Dawson was named to seven consecutive Pro Bowls from 1992 to 1998 and was a six-time AP First-team All-Pro. In 1993, he was named co-AFC Offensive Lineman of the Year by the NFLPA and in 1996 he was named the NFL Alumni's Offensive Lineman of the Year. He played in 170 consecutive games, the second-most in Steelers history, until severe hamstring injuries forced him to sit out nine games in 1999 and seven more games in 2000. Dawson was released by the Steelers following the 2000 season partly due to these injuries and partly due to salary cap reasons. He opted to retire rather than trying to play for another team.

"He was one of the best players that we have ever played against at that position. He had exceptional quickness; I think that really the measure of a center is his ability to play against powerful guys that are lined up over him and try to bull-rush the pocket and collapse it in the middle so that the quarterback can't step up. Dawson had great leverage and quickness with his hands and his feet where he did a great job of keeping that pocket clean for [Neil] O'Donnell and those guys who played behind him."
— — New England Patriots head coach Bill Belichick in 2008. Belichick coached the Browns in the early 1990s.

He is the only player to have played in the two most lopsided games in the Browns–Steelers rivalry, getting his first career start at center in the Steelers' 51–0 loss to the Cleveland Browns at home (still the worst loss for the Steelers in franchise history), but was victorious in the Steelers 43–0 win against the Browns in Cleveland ten years later, in the Browns' first game in four years.

Pre-draft measurables
| Height | Weight | Arm length | Hand span | 40-yard dash | 10-yard split | 20-yard split | 20-yard shuttle | Vertical jump | Broad jump | Bench press |
| 6 ft 2+1⁄4 in (1.89 m) | 272 lb (123 kg) | 32+7⁄8 in (0.84 m) | 9+7⁄8 in (0.25 m) | 4.94 s | 1.77 s | 2.95 s | 4.34 s | 30.0 in (0.76 m) | 9 ft 1 in (2.77 m) | 24 reps |
All values from NFL Combine

==Personal life==
Dawson is divorced from Regina – who served as an elementary school principal at Shearer Elementary in nearby Winchester, Kentucky – and has two children. He returned to Lexington after his retirement, where he spent several years as a real estate developer. He filed for Chapter 7 bankruptcy protection in 2010 listing over $69 million in liabilities against just under $1.5 million in assets. He currently resides in San Diego, California, where he is a sales executive for a promotional products company.

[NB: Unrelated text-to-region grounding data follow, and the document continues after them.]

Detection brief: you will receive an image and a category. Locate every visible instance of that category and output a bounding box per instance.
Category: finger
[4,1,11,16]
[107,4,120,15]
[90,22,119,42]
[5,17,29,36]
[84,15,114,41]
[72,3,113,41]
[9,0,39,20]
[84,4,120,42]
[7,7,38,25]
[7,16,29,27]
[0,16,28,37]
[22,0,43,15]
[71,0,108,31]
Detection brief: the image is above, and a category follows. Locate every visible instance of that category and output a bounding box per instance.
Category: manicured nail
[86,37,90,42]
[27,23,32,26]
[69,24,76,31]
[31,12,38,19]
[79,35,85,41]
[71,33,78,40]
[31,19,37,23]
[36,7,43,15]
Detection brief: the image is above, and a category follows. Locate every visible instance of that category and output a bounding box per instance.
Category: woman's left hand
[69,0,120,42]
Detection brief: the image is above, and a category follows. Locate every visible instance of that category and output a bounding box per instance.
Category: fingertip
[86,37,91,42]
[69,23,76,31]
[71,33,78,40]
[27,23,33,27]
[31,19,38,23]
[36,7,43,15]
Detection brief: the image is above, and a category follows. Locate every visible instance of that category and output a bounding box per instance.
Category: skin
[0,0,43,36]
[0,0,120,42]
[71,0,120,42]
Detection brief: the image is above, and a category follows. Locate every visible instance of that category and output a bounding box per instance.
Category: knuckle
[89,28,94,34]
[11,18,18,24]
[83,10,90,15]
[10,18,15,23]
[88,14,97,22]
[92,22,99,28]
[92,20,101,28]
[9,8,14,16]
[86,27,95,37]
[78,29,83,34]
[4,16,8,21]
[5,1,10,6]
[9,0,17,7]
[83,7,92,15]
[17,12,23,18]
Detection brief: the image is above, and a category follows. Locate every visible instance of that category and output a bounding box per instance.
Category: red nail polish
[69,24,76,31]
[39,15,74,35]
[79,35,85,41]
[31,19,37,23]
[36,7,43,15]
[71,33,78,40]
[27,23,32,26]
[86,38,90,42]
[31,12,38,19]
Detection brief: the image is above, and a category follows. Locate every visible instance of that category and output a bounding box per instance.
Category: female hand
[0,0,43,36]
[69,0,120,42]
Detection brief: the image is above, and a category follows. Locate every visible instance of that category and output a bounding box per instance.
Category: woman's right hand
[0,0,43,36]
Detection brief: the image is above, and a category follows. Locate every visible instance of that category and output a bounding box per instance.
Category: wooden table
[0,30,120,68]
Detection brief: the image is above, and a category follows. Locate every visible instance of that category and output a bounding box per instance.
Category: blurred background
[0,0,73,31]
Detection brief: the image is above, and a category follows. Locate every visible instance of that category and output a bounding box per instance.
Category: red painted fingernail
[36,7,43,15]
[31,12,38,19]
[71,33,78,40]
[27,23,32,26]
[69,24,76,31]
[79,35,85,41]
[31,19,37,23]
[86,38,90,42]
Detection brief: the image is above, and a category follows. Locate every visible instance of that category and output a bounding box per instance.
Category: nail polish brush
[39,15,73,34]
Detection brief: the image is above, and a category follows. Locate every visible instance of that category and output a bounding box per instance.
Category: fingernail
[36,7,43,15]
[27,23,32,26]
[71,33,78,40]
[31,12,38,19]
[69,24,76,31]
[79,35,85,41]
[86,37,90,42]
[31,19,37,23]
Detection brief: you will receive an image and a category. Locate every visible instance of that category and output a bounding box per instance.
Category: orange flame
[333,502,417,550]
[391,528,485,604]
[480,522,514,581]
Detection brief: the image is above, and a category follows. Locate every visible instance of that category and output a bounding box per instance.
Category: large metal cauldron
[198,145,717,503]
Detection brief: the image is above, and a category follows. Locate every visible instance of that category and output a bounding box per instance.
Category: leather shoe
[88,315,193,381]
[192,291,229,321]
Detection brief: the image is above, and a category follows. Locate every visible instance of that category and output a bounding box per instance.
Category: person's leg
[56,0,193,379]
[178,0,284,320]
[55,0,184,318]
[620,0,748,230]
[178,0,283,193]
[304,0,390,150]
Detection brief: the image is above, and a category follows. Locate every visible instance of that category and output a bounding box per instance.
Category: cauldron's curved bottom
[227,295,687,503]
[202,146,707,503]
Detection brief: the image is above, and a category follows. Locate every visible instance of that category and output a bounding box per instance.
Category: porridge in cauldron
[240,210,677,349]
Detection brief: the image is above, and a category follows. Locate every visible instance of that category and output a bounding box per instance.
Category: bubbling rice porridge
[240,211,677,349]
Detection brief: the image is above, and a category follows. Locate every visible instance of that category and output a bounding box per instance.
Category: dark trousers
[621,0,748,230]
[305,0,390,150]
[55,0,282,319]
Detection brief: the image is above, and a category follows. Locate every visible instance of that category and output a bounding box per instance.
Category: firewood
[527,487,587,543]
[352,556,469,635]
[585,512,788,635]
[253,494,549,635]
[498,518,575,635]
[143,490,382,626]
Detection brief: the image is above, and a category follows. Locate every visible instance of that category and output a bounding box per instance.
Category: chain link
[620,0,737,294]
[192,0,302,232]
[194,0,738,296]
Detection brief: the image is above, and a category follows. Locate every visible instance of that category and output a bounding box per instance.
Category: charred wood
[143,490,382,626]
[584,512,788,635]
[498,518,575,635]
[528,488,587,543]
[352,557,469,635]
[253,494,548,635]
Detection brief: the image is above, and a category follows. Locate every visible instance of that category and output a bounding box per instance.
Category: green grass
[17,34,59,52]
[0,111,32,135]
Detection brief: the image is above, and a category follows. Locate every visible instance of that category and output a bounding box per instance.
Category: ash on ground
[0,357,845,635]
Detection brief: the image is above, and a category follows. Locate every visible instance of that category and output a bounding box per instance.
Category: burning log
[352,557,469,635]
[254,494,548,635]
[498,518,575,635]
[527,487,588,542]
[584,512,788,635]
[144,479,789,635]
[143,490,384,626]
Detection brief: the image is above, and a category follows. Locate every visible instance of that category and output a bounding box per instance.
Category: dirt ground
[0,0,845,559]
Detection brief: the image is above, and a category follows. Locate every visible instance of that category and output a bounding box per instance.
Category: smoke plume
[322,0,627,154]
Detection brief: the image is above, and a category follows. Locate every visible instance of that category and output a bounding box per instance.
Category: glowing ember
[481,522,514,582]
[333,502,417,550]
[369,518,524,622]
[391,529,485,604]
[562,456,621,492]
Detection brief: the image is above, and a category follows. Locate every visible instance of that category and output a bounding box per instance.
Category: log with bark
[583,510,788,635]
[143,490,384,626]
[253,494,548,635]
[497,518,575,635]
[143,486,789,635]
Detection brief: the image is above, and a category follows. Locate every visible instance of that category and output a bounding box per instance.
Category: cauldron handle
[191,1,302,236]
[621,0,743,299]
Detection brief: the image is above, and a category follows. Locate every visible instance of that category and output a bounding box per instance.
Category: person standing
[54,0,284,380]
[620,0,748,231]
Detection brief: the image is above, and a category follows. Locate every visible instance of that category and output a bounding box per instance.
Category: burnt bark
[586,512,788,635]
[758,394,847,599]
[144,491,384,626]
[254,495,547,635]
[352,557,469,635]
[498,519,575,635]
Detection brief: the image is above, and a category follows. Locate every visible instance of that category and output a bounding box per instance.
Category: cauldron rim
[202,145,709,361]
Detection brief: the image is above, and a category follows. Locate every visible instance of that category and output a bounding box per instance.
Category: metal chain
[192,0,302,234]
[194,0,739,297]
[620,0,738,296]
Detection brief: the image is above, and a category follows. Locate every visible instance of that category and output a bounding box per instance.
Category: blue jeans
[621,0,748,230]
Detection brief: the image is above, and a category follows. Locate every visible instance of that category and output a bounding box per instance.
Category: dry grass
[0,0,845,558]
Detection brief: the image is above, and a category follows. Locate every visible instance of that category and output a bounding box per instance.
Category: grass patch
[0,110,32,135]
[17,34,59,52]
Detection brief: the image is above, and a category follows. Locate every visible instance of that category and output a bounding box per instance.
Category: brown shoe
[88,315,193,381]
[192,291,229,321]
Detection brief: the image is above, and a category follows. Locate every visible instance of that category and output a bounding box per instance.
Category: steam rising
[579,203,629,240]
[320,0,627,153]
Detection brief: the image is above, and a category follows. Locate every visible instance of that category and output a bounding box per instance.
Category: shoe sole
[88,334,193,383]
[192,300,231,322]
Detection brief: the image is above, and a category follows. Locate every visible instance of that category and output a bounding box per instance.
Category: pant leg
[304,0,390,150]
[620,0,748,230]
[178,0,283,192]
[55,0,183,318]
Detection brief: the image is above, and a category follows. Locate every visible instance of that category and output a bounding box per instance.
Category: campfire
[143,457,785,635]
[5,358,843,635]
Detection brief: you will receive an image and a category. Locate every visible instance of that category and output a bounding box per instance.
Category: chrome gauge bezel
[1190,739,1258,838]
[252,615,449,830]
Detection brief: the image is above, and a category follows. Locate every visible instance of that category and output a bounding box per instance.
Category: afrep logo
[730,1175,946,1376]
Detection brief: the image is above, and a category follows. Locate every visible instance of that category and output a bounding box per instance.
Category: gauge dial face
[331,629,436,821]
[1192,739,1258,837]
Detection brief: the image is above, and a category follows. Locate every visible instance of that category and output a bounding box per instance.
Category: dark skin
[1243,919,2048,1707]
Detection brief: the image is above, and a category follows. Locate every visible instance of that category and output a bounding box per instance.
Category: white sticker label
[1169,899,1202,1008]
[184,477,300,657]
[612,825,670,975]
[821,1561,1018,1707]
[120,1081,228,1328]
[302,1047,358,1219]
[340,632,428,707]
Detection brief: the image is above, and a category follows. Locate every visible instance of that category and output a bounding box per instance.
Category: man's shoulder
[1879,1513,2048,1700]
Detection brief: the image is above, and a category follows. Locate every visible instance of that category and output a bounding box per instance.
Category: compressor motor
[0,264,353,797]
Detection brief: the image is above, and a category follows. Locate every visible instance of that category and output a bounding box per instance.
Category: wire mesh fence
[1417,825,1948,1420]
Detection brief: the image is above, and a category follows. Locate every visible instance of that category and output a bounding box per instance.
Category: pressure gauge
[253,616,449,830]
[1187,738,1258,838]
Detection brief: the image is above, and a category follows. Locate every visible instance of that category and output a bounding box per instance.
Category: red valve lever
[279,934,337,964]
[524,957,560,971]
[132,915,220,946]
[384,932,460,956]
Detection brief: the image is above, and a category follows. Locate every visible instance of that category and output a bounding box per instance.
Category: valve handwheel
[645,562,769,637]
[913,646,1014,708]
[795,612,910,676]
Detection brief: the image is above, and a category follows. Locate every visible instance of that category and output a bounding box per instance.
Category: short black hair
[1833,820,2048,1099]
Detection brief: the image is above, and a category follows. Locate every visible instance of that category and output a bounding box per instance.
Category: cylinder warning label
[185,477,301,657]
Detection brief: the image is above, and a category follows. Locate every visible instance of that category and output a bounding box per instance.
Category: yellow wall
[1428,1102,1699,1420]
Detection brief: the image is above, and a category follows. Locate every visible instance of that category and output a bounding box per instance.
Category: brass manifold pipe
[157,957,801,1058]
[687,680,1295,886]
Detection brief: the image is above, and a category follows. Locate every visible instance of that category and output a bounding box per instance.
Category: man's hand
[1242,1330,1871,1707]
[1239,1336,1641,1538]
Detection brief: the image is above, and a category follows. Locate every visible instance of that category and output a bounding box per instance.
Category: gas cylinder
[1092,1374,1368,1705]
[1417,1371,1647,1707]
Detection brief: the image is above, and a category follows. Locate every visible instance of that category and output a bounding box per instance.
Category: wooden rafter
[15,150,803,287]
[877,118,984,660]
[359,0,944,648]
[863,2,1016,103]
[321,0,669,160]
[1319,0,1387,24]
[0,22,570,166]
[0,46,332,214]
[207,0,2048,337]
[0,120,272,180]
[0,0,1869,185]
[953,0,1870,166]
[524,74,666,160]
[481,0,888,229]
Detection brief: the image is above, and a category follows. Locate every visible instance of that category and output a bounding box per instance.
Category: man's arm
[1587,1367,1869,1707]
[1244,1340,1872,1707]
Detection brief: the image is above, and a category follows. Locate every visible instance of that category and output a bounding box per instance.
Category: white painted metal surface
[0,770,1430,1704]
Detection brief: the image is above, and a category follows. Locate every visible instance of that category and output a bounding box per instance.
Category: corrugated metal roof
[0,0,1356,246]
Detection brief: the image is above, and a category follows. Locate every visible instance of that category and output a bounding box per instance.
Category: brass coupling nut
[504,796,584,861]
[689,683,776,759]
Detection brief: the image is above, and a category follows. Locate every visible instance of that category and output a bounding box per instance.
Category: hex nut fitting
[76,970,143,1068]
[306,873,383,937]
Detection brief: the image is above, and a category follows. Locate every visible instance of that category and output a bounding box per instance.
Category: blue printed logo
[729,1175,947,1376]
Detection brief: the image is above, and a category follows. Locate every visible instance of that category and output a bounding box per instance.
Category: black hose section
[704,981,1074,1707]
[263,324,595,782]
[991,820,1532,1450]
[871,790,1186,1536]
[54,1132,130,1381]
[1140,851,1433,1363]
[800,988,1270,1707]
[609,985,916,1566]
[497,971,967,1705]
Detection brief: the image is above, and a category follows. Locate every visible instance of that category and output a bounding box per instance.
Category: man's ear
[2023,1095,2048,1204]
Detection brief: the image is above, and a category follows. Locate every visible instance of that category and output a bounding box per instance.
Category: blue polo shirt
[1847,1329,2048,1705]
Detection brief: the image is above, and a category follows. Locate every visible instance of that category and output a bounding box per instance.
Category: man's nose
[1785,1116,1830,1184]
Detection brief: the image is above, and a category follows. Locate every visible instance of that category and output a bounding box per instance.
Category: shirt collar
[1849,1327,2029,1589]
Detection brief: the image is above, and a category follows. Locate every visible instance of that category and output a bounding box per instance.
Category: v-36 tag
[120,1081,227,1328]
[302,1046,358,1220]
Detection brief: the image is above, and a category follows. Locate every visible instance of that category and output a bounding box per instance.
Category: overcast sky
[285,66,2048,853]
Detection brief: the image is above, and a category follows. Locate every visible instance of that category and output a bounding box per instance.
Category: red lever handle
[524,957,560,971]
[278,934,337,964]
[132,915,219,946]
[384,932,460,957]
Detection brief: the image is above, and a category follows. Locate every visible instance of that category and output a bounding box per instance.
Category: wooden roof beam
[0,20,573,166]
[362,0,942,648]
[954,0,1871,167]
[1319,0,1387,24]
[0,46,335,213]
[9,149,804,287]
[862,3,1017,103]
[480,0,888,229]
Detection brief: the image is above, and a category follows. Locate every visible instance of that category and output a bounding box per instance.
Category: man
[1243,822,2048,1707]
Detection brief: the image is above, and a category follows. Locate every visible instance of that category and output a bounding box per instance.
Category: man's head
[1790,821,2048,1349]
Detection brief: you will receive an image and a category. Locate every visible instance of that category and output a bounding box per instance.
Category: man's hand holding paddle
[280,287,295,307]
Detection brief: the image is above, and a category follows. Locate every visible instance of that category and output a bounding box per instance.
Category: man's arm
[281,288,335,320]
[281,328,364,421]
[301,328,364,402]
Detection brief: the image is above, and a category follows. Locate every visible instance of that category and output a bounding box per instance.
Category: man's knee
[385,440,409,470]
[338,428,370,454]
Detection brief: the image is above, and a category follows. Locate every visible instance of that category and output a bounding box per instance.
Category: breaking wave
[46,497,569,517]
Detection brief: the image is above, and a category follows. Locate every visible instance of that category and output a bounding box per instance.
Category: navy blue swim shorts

Dawson served an internship in the Steelers scouting department in 2009 and served as an intern coach with the Cincinnati Bengals in 2010. He is also a part owner of the Washington Wild Things, an independent league baseball team in Washington, Pennsylvania.

==Legacy==
Dawson was named the first-team center on the National Football League 1990s All-Decade Team. In 2007, he was selected for the Pittsburgh Steelers All-Time Team which was named as part of the franchise's 75th season celebration. The Steelers have not reissued Dawson's #63 Jersey since his retirement, though it has not been formally retired. His election to the Pro Football Hall of Fame in 2012 was preceded by three consecutive times of being a finalist listed for the honor.

In 2001 Dawson and his wife established the Dermontti F. and Regina M. Dawson Endowed Graduate Fellowship in Education scholarship at his alma mater, the University of Kentucky (UK). Dawson was appointed to the school's board of trustees by Kentucky governor Ernie Fletcher in 2005. He is a member of UK's College of Education's "Alumni Hall of Fame" and the UK Hall of Distinguished Alumni as well as a charter member of the UK Athletics Hall of Fame. In addition, his jersey has been retired by the school.